James went home to California in the Monaco race truck.

He adapted really well to his new life on four wheels; he is racing a go-kart with hand controls, and has ridden a motorcycle, with his brother Dom' controlling the bottom half of the bike, a few times. It’s not all good times but Monaco is a rider and he is figuring things out one day at a time. Friends and his family are important components in his recovery.

Dean Adams
Pretty much what happened here is that an AFT dirt track racer drove across the country in his van. He walked into James' room at Mayo in Rochester, Minnesota and handed him $10k to "buy whatever you need". The rider said he'd build cabinets in the off-season to make the money back. Then he got back in his van and drove home. True story.

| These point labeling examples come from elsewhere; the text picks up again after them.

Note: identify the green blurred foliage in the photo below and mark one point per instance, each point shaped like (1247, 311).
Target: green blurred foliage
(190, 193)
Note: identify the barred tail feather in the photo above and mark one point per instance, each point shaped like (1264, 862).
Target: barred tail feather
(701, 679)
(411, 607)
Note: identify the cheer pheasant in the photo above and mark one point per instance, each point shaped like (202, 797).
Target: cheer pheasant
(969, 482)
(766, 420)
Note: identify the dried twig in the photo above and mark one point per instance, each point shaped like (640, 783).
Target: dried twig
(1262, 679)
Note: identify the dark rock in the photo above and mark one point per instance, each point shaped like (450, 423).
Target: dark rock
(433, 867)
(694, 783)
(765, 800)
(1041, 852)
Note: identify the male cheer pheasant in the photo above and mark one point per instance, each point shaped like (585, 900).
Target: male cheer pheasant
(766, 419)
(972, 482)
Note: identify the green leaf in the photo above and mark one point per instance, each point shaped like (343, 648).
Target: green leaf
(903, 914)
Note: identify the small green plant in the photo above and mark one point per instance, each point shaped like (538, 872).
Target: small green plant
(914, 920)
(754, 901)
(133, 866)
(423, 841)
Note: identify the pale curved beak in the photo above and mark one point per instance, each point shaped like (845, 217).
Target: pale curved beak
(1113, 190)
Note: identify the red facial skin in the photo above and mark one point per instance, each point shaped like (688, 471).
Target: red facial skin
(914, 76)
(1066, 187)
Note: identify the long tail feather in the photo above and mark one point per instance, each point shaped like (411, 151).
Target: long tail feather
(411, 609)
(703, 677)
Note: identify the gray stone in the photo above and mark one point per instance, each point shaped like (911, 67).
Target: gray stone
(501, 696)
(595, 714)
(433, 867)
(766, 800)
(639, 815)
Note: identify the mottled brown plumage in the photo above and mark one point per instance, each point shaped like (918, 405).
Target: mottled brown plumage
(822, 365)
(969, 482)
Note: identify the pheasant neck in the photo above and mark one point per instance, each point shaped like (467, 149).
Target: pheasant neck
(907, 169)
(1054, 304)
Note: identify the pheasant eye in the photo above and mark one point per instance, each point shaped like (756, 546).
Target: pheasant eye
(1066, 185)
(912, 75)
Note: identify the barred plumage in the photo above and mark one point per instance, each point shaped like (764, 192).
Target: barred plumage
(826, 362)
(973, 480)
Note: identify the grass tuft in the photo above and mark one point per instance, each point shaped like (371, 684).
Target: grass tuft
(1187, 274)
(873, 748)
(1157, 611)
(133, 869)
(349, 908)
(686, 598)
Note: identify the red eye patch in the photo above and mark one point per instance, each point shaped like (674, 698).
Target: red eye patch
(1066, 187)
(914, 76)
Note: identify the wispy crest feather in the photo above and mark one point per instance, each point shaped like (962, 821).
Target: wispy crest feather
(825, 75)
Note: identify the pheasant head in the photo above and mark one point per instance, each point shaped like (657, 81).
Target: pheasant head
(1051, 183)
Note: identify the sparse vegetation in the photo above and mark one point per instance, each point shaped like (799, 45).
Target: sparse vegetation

Through it all, James remains the same determined competitor he’s always been. He is motivational speaker-level positive about his life, turning setbacks into challenges and challenges into opportunities. The road ahead isn’t easy, but he’s proving that spirit and adaptability can take you just as far as raw WFO speed ever did. His resilience isn’t just about racing—it’s about embracing every new experience with the same fire that made him a competitor in the first place. Whether he’s working with a young rider to learn new racing skills, pushing his limits in a racing kart, or just enjoying a ride with his brother’s help, James refuses to let circumstances define him. With his family and his truly glass half-full optimism, he’s not just moving forward—he’s accelerating into whatever comes next, full throttle.

What has he shown us? That he is the strongest among us—something we may not have realized until after his crash.